German Foreign Minister Annalena Baerbock said she did not intend to run again as the Greens’ candidate for chancellor at the 2025 federal election, making Vice Chancellor and Economy Minister Robert Habeck the likely contender.
Baerbock, the Greens’ chancellor candidate in the 2021 federal election, told US broadcaster CNN on the sidelines of the NATO summit in Washington she wanted to concentrate on her current job.
“The world is a different one than at the last German national elections,” Baerbock said. “In the light of Russia’s war of aggression, and now also about the dramatic situation in the Middle East, it needs more diplomacy, not less”.
“Therefore, in these times of crisis, I believe that political responsibility means – as a foreign minister – not being tied up in a candidacy for chancellorship.

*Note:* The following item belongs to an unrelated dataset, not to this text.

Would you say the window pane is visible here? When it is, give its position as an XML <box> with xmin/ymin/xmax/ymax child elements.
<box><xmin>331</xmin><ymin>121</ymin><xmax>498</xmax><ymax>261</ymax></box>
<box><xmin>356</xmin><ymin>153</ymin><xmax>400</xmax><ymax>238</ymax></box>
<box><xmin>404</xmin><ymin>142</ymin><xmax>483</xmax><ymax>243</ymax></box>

Instead, continue to use all my energy as foreign minister,” she added.
Her waiver clears the way for Habeck – the most senior Green minister – to seek the party’s candidacy, which he intended already last time, but ultimately let Baerbock take the lead during a closed-door meeting.
In his first reaction to her announcement, Habeck praised Bearbock’s “excellent” performance as Foreign Minister and said the decision would be taken within the party’s committees and “announced in good time.”
Baerbock’s 2021 candidacy faced a lot of trouble, such as allegations of plagiarism in her book as well as discrepancies in her CV, and saw her Green party drop from a brief period of leading the polls to come out third, behind Olaf Scholz’s SPD and conservative opposition CDU/CSU (EPP).
Habeck, for his part, has lost many of his previously favourable approval ratings, as he is mostly blamed for a green heating law that many critics see as too restrictive.
Currently, the Greens poll is at only 13%, way behind CDU/CSU at 31%, far-right AfD at 17%, and the SPD at 14%.
This puts CDU leader Friedrich Merz in the pole position for the next chancellorship, although his party family only wants to officially decide on the matter after three regional elections in the East German states of Saxony, Thuringia and Brandenburg in September this year.
Leading government party SPD is expected to re-nominate Olaf Scholz after the party’s other hopeful, the much more popular Defence Minister Boris Pistorius, came out in favour of Scholz in June.
Far-right AfD said it would also likely nominate a candidate for chancellor despite the “firewall” that sees all other major parties ruling out joining a government coalition with them. In a recent interview with broadcaster ARD, party co-leader Tino Chrupalla did not want to specify whether he or his co-chief Alice Weidel will take the lead.